Zoning map of groundwater quality evaluation results in the study area

It can be seen from Fig. 4 that the water quality in the study area is good on the whole, and the water quality types are mainly Grade I water and Grade II water; Grade I water is distributed in the north and east of the study area, with Grade II water distributed in the north and south of the study area, occupying a dominant position; Contents of sulfate, total hardness and soluble solids in Grade II water are slightly higher than those in Grade I water. The main reason for this phenomenon is that the residents living and agricultural activities in the region will produce domestic sewage, domestic garbage and agricultural sewage, which often contain pollutants such as nitrogen, phosphorus and sulfide. These pollutants are not discharged in a standardized way, which is easy to cause pollutants to infiltrate into the aquifer along karst pipelines and fissures and pollute groundwater; Grade III water is annularly distributed from zk08 to south with small distribution area. In the north, east and south of the area, there are a large number of farmland and residential areas, and the area belongs to the valley area with a south-west direction where the groundwater is collected to the middle in this area, resulting in a high concentration of pollution in the area; Grade IV water expands outward with zk14 as the center. A large number of farmland and residential areas are around the zk14, and the red clay layer of Quaternary is thicker in the area. Since red clay contains a large amount of iron ions (Yuan et al. 2016), these iron ions and other pollutants infiltrate into karst aquifers through cracks, dissolution gaps and other ways, which resulted in the surrounding groundwater content of iron, total hardness, sulfate and dissolved total solids exceeding the standard. In addition, the area is located in the valley, and the terrain is gentle. This resulted in weak groundwater mobility, small velocity, and formed a relatively closed area, which can cause pollution accumulation in the area.

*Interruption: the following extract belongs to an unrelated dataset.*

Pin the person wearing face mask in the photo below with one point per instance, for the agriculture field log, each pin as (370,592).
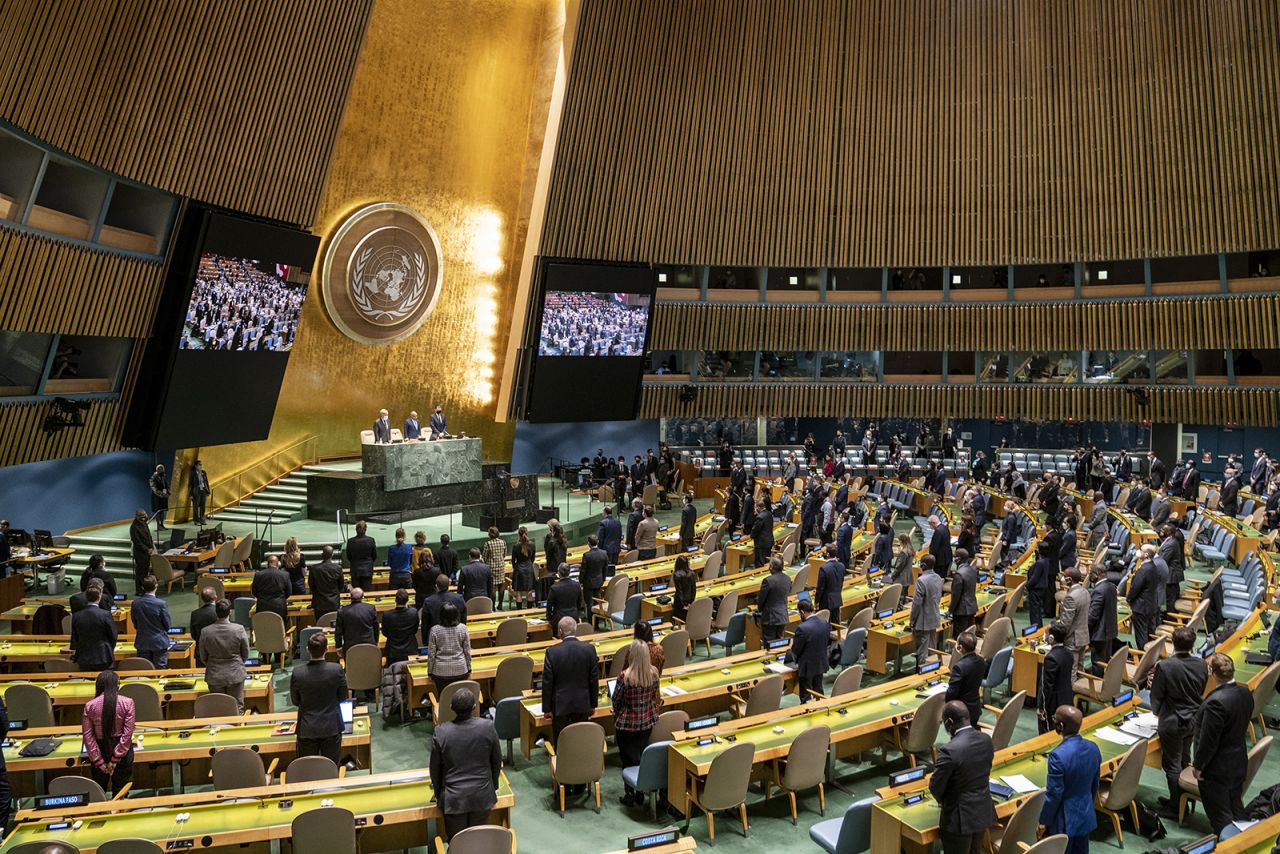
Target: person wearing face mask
(960,784)
(1073,784)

To sum up, the evaluation results of groundwater quality evaluation model based on IFCEM are consistent with the actual situation, which indicates that the model is effective and feasible in karst groundwater evaluation.

Conclusion

GQE plays an important role in the management and protection of groundwater resources. Groundwater quality has the characteristics of randomness, fuzziness and uncertainties. In this study, Cengong county was taken as a typical research object and the groundwater quality detection data of 14 boreholes was used to establish an evaluation model of karst groundwater quality as well as a database of evaluation index based on the IFCEM. This model was applied to the analysis of GQE of the study area, which verified the rationality and effectiveness of the model.

By adopting the groundwater quality evaluation model based on IFCEM, problems like data’s limitation and weight assignment can be avoided. Through the fuzzy membership degree constructed, the influence of each evaluation index on groundwater quality can be reflected. And the combination weight of each index is calculated by using the index variability, which realizes the full utilization of the measured data. The results showed that it is reasonable and feasible to apply this method to the evaluation of karst groundwater quality. Besides, it is a new approach and can provide certain reference for karst GQE.